Critics of coercive utopianism may well be put off by Roe's background: a lawyer working out of Berkeley with unabashed countercultural sympathies, who relishes the appearance of subversiveness. The author's goals are scarcely modest, as he describes how EDF set out with aims no less ambitious than those of his great-grandfather, to effect "as radical a rearrangement of society's investments as the one that had followed the concept of central dynamo-stations in the first place." Roe goes on to note that unlike his entrepreneurial forebear, he would rely on legal briefs, witnesses, and computers instead of capital to advance his ideas.
Yet however much we may mistrust the legal profession, the point can rightly be made that legal weapons were a legitimate means of challenging PG&E given that it was a legal monopoly under public regulation. Roe makes a strong case that PG&E, like many public agencies, had grown into an essentially conservative and cumbersome bureaucracy, the planning efforts of which were woefully inadequate (Roe recounts how an executive officer in charge of PG&E's planning proved unable to define the term marginal cost despite having used it in testimony). Without EDF's intervention—and without the sympathetic attitude of the administration of Gov. Jerry Brown, which, whatever its other faults, was often more cost-conscious than that of his predecessor, Ronald Reagan—it is quite likely that California utility customers would have ended up paying much higher rates.
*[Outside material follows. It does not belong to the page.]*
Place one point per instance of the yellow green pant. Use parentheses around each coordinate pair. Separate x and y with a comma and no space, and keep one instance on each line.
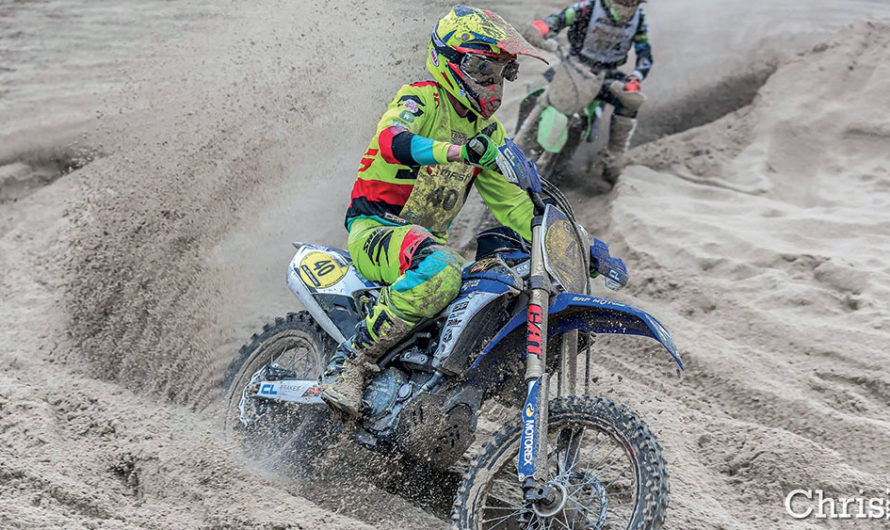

A saving grace of Dynamos and Virgins that the author takes pains to disassociate himself from environmentalist extremists, whose value-laden rhetoric he appears to regard as distasteful. Rather, Roe emphasizes that EDF wished to make its case entirely in economic terms—a strategy pioneered by EDF. In this spirit, he explicitly rejects the anti-nuclear issue as irrelevant. He harbors no hostility towards big business, insisting that "EDF's most ambitious goal was not to bludgeon utilities into change with the clumsy weapons of regulation, but to win them over with the attractions of a new way of thought." Roe thus does much to dispel the stereotype of coercive utopianism.
Another virtue of Dynamos and Virgins is that it is well written. The author displays a novelist's talent for storytelling and a flair for salient detail in describing the personages and tactics of bureaucratic wrangling, the ploys of dress and personal style, and the art of computer-model testimony. Readers like myself may, however, be irritated by a touch of elitist Ivy League cockiness in the author's manner.
More disturbing is Roe's admitted lack of technical or economic expertise, along with his unquestioned faith in Willey's econometric model, which he describes as "legerdemain" and "intellectual judo." Nowhere in his book does Roe explore the possibility that his adversaries might have been right on some points, or that the real reason for their capitulation might have been due less to economics than to politics; nor does he go into any of the dubious tax-subsidy schemes that California adopted to promote solar energy. This leads to the troubling question of how Roe knew that EDF was right in the first place. It is hardly reassuring that he writes, "Presumptuous as it would surely seem to anyone else, we took our factual superiority for granted." Unfortunately, this kind of attitude leaves one with little more confidence in the author than in the adversaries he bested; instead, it reminds one of earlier Ivy League whiz kids whose misadventures in Vietnam have been memorialized in the chronicles of "the best and the brightest."
Dale Gieringer has a doctorate in engineering-economic systems from Stanford University.